I am looking for a reputable farrier in Aberdeen. 

I am not too happy with the farrier I am currently using but am scared to change incase I end up with someone even worse!

If you dont want to name anyone publicly, feel free to PM me 

Thanks!


----------



## FfionWinnie (25 September 2013)

Jason Cunningham.


----------



## brucea (25 September 2013)

I'm hearing good things abut Murray - not sure of his surname (was told but my mind is like a sieve these days) 

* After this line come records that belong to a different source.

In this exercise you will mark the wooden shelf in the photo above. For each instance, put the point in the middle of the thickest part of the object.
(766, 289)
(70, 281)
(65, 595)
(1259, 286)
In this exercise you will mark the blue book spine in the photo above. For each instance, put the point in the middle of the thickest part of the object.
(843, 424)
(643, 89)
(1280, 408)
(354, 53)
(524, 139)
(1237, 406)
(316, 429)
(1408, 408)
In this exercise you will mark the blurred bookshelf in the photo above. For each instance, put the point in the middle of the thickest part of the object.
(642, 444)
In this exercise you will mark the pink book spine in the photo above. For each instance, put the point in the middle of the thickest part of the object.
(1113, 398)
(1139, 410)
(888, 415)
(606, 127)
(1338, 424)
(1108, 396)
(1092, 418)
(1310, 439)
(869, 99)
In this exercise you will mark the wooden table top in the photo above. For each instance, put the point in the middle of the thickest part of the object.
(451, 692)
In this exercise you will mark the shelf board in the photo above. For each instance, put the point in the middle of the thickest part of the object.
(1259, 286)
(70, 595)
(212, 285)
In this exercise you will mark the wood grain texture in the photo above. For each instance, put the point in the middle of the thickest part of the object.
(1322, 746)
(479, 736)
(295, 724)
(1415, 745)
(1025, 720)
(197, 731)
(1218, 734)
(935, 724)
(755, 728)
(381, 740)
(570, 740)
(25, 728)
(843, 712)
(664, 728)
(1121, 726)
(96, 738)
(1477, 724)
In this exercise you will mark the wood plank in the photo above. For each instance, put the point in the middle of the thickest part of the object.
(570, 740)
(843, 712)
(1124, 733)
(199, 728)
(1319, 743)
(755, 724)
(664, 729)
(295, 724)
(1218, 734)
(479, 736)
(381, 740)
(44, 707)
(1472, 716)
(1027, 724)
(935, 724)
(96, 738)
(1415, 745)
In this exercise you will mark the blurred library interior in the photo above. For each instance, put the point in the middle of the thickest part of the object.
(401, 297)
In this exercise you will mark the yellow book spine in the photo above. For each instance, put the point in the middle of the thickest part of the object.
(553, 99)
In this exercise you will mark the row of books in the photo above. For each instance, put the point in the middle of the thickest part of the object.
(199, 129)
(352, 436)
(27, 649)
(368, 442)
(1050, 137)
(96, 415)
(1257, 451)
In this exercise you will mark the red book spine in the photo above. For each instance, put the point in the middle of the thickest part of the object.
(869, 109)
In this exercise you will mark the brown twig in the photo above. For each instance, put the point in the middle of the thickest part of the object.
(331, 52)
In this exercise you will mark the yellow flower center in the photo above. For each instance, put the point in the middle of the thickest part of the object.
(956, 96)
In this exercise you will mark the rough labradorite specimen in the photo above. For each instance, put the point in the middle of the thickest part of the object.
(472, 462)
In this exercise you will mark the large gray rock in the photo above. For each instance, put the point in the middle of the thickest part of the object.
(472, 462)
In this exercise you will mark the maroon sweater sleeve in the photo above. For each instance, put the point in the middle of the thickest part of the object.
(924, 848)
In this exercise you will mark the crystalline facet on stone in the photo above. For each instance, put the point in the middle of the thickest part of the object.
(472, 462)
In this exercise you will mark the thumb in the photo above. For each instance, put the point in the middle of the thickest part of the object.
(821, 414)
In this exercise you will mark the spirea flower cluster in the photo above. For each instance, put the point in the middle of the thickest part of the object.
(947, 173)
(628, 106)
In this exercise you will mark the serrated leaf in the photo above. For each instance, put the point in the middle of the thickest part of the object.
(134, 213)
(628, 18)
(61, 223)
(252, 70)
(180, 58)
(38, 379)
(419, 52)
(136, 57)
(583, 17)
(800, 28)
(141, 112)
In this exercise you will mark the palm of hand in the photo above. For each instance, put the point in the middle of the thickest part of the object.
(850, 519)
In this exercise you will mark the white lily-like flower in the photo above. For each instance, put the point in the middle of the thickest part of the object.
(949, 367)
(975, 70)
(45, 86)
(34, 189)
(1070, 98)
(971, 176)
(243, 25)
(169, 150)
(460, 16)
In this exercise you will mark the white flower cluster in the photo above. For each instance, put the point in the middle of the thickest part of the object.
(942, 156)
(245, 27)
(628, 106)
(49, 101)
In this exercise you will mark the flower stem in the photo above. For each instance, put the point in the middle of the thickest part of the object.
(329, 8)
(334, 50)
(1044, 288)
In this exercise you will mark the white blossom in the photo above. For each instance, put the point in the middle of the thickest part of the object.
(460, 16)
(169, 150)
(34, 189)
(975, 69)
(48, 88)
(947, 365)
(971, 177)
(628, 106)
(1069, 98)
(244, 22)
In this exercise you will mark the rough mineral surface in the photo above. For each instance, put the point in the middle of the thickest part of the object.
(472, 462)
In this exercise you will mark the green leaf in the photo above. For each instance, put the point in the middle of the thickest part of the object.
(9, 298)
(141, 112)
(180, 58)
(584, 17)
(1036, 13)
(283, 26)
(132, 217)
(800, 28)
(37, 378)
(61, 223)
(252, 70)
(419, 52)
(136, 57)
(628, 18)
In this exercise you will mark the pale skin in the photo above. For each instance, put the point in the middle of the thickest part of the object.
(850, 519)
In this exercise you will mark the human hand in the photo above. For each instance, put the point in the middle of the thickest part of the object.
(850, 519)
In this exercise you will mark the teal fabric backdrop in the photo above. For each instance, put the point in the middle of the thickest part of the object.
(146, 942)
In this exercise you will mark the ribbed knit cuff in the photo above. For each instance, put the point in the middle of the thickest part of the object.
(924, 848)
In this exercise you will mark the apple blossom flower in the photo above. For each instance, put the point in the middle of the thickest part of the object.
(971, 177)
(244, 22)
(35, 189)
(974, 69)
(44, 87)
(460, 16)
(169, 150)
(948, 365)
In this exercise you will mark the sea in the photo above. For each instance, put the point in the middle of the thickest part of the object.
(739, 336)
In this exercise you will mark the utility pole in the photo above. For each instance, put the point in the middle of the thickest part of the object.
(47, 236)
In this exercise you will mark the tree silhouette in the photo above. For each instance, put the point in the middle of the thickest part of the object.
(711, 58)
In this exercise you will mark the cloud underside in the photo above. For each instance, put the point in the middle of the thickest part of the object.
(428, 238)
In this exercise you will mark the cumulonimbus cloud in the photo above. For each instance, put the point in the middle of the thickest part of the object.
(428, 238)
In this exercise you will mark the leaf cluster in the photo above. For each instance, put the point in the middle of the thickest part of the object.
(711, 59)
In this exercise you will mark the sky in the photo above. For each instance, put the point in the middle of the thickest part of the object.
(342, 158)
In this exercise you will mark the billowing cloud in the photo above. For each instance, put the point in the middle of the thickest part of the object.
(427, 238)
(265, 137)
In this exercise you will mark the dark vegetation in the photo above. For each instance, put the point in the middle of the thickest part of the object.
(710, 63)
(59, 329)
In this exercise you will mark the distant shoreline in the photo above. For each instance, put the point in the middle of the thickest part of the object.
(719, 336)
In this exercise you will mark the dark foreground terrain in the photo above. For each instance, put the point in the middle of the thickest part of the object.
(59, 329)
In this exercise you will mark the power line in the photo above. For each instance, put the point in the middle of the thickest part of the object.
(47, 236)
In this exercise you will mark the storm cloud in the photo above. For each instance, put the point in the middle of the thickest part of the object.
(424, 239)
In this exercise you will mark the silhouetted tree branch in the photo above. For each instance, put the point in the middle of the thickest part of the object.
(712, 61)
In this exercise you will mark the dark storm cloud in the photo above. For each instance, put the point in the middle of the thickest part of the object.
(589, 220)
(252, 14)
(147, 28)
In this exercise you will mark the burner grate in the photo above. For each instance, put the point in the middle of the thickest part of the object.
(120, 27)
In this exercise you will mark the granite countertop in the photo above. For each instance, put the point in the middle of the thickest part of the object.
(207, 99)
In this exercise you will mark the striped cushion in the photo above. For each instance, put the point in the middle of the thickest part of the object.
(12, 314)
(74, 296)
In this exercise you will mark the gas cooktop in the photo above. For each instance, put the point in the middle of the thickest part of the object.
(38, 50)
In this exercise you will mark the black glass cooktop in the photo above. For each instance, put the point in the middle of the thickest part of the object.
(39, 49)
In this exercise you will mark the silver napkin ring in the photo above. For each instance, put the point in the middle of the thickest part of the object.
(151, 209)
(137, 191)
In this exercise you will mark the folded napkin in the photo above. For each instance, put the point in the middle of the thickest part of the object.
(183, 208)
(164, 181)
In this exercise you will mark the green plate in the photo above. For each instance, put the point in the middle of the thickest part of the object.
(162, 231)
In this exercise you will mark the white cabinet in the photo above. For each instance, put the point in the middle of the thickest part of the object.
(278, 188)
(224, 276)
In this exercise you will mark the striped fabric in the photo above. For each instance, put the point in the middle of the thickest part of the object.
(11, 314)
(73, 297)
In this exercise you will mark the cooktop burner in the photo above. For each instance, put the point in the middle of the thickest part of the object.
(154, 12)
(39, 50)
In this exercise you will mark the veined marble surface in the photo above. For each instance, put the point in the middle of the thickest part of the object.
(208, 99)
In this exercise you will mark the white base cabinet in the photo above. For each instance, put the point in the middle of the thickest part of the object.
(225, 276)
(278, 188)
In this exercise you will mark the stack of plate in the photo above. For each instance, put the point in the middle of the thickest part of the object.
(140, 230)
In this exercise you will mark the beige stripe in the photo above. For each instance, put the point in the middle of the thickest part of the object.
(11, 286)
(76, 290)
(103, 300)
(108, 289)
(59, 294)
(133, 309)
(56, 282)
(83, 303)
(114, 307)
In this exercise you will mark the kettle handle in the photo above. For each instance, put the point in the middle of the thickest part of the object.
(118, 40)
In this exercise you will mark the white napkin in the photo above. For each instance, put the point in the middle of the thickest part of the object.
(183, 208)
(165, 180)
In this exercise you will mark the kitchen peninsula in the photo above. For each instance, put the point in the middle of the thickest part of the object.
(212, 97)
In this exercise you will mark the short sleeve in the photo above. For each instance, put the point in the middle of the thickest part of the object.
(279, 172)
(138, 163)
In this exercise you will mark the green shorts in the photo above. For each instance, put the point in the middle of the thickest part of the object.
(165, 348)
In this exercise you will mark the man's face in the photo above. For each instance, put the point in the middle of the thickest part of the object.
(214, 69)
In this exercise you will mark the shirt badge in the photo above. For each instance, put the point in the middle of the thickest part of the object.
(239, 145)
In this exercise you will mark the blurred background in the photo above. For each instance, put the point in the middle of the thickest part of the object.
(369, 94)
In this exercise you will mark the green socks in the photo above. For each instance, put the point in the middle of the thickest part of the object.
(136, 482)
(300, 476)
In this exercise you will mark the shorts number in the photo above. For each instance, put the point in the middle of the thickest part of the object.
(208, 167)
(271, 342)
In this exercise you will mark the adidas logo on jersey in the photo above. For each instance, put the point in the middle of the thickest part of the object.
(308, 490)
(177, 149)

George Skinner uses him - and I value George's opinion above many others.


----------



## Skipadeedooda (26 September 2013)

Ron Aitken is good


----------



## TequilaMist (26 September 2013)

Trouble is finding one that will take you on as most have more than eonough.
You can try Jason Sim, Ross Archibald,Billy Chapman or Fraser.There is one or two that def wouldn't use but know folk that do use them. 
I find there is always someone who will say 'oh he's a bad farrier' about them all tbh or he cuts too short/long/small.............................


----------



## EmmasMummy (29 September 2013)

Alex Sharman.  He is good.


----------



## Hkd1985 (10 April 2015)

I know this is a really old thread.. But just wondered if you are still short on good farriers in Aberdeen? 
My partner is a great farrier and we are looking to relocate somewhere that needs his services. He's very reliable, always books in for next appointment and is very passionate about what he does


----------



## strike18 (10 April 2015)

We never short of a good farrier up here! Especially reliable one that answers his phone


----------



## Hkd1985 (10 April 2015)

Thank you strike18 for your fast response. I will have a talk with him.. We have the opposite here. Farriers everywhere &#55357;&#56883;&#55357;&#56883;


----------



## spookypony (10 April 2015)

Seems like everyone is overwhelmed up here, farriers as well as trimmers. We have a collective of well-educated trimmers up here that maintain good relations with farriers and vets, but I think they are full-up with clients as well. I'm sure a reliable, modern, open-minded farrier could make a total killing in this area.


----------



## MagicMelon (11 April 2015)

Sam Thompson does a very good job and he's extremely reliable (unlike so many!) - never ever let me down. He comes up from down south regularly.


----------



## LR2904 (2 May 2015)

Graham Miller is great used him for 3 years now &#55357;&#56842; I would avoid Rob Tanner used him once and never again!!


----------



## maddielove (20 December 2020)

Bumping this old thread to see who folks would recommend to sort out/overhaul some feet not looking so great. Few names on here I don't recognize so not sure if they are still working in the area. Thanks in advance!


----------



## spookypony (20 December 2020)

Odette Tetley of Barefoot Performance is taking on new clients just now. Obviously doesn't do shoes, but does a terrific job with dodgy feet, and super with the horses.


----------



## maddielove (21 December 2020)

Thanks spookypony, I've been following the barefoot performance Facebook page for a couple of months and saw her post the other day about taking on new clients. 

Got a big defect in the hoof from an injury a couple of months ago (thread in vet with pics of said foot) and worried about going down the barefoot route because of this. Her work though from what I've seen on her page is exactly what we are needing though so may message her to see if she thinks it might be a candidate for barefoot.


----------



## spookypony (21 December 2020)

Sounds like a good idea, maddielove! She'll be honest with you and tell you if she thinks she can help, and how!


----------



## mossycup (25 December 2020)

Jason Sim or Sam Lyon


----------